TABLE 1: Number of Laps Completed in Each Trial and Total Laps per Method. Each sub-table corresponds to one of the two scenarios: (a) Jackal without obstacles, (b) Jackal with obstacles. Here, Ti denotes trial i. The “Total” column shows the sum of laps completed over all 10 trials.
TABLE 2: Average Lap Time (Over Completed Laps) and Average Computation Time per Control Step. Average lap time is in seconds (s); Computation time is in milliseconds (ms).

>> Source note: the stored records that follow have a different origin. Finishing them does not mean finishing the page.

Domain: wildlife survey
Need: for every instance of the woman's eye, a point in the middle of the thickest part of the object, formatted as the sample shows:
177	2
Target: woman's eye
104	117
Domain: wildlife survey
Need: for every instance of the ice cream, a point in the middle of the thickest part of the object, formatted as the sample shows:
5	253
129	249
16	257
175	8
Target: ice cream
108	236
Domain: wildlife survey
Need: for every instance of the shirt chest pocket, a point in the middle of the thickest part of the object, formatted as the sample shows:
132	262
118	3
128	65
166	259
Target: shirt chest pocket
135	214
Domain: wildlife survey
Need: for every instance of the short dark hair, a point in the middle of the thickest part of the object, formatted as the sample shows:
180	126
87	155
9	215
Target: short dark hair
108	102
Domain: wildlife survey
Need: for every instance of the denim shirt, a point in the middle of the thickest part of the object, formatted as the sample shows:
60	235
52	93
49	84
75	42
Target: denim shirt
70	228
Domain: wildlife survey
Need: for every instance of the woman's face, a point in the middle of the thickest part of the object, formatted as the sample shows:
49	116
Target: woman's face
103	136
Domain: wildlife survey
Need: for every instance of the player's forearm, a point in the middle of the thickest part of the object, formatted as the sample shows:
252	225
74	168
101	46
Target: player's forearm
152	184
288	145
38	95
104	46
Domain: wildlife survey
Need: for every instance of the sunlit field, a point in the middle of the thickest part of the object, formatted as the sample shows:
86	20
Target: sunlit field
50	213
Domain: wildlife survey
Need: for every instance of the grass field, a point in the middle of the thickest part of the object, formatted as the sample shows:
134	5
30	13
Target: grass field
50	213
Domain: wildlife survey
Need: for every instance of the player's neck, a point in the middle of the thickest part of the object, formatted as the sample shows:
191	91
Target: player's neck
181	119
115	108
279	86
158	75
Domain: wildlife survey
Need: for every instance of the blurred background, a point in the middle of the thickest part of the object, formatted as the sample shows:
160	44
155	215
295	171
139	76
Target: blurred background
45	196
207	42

Note that for methods with zero completed laps, the lap-time is not defined.

Analysis

  • MPPI that use the GP mean tend to increase the number of completed laps (especially Case 5) compared to the baseline MPPI methods (Cases 6 and 7).
  • By leveraging both the GP mean and variance (the proposed method, Case 1), the system achieves the highest number of completed laps while maintaining competitive speed.
  • The proposed method demonstrates computation times comparable to those of MPPI with \(M \times N\) trajectories and RA-MPPI (Cases 2, 3, 4, and 6).